The challenge we are working on focuses mainly on the accessibility and discoverability of records or data. As stated in the challenge we have to come up with a solution to easily locate the desired information in such a large repository. Therefore the best-case utility of data is the foundation of our project. We have been provided with the NASA NTRS API as resources. Our team used an API to scrap the data from the NTRS API and used that API to fine-tune our Machine Learning model from Hugging Face and host it in Amazon Web Services’s Sagemaker Instance. We have also enriched the NTRS dataset of Legacy CDMS center and others which had empty abstract and keywords. We have also taken statistical analysis of those documents like word frequency and similar listings. This way we prepared our data corpus. The automated python script that we developed scraped more than 2500 scientific documents/PDFs and converted them into text and CSV files respectively. We used the corpus to train our ML model to recommend similar listing files, summarizing the files, language detection, and listing keywords and the frequency they have been used. The three pertained models used for transfer learning are papluca/xlm-roberta-base-language-detection for language detection, sshleifer/distilbart-cnn-12-6 for document summary and distilbert-base-uncased for keyword classification.

Hackathon Journey

NASA Space App Challenge is one of the most ambitious and back-breaking hackathons our team has ever participated in. To achieve our determined target, we all had to push ourselves outside our comfort zone. The journey was very challenging and exhausting but in the end when we completed our project, we all were in awe of our potential. This made us all think about how much we were under-evaluating ourselves. We are all so grateful for the opportunity to participate in the NASA Space App Challenge because if it wasn’t for this competition and all the hustle we have done throughout the week, we would have never unleashed our strength. Beyond unlocking our strength limits, we got to learn things like working in a team, respecting and accepting the variety in each other's thinking processes, solving internal conflicts as a team, and many more that we all will be forever grateful for.

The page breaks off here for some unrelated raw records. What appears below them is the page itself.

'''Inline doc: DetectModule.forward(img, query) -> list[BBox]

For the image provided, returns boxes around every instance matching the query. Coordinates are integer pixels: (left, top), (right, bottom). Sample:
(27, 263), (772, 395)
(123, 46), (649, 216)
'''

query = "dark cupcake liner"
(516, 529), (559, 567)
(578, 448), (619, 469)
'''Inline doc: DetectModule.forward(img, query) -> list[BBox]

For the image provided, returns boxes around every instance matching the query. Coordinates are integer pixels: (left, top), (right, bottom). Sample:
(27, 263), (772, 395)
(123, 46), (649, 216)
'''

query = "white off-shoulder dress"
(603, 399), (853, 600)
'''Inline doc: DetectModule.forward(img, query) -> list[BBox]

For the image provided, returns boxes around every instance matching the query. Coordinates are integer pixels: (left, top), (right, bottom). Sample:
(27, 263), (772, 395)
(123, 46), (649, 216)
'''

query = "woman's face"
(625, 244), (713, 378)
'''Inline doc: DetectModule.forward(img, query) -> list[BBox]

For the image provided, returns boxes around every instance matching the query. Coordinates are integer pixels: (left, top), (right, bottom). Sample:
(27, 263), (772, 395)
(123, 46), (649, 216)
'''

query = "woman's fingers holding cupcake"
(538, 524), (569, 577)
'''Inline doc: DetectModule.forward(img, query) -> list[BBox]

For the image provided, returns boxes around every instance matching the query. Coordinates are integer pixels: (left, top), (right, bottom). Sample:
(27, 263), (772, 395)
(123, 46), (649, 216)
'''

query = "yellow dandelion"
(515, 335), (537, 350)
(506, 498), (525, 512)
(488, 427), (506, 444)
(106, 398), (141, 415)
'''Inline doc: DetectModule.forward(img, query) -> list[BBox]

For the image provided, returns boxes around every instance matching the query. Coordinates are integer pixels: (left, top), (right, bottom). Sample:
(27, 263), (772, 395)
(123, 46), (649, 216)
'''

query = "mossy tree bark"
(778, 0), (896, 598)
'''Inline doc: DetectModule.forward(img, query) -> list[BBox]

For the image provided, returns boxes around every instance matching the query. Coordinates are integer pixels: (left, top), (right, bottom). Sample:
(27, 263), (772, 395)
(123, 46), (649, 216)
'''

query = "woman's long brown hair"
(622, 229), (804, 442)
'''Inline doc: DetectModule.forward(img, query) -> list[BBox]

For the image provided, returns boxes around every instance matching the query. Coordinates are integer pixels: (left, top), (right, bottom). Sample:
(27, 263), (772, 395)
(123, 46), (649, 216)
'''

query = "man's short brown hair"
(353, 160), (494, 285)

Our team formation is a bit of an interesting story but the most amazing part is how the vision of all the teammates matched. All of us wanted to do something with AI. We were most drawn by the “Can AI Preserve Our Science Legacy” because we thought our contribution in organizing scientific papers/documents might be creating a meaningful impact in scientific society. Scientific research papers are the most important assets for the science community. The number of scientific research papers and documents is growing each day. Therefore, it is very crucial to manage documents and papers. Hence, we came up with the idea of the search engine to easily locate the desired information in such a large repository. First, we build a corpus and train our ML model using those data. Our final product is a website. Users can upload a file, and insert keywords in the search bar. Our algorithm analyzes the uploaded file, and keywords and recommends a list of similar files. The other feature of the website is the summarization of files, language detection, listing out keywords, and the word frequency it has been used.

Participating virtually in such a competitive hackathon was very tedious. We had to face technical errors and communication gaps time and again. Also here in our home country, it’s the festival season. With so much celebration going around us it was very difficult to create a working, concentrating, and coding environment. However, we were able to overcome these challenges by showing patience and having faith in each other. Finally, we would like to thank the Nepal Astronomical Society (NASO) for hosting local events and educating us about the NASA Space App Challenge. We had a very fruitful and knowledgeable experience participating in the hackathon.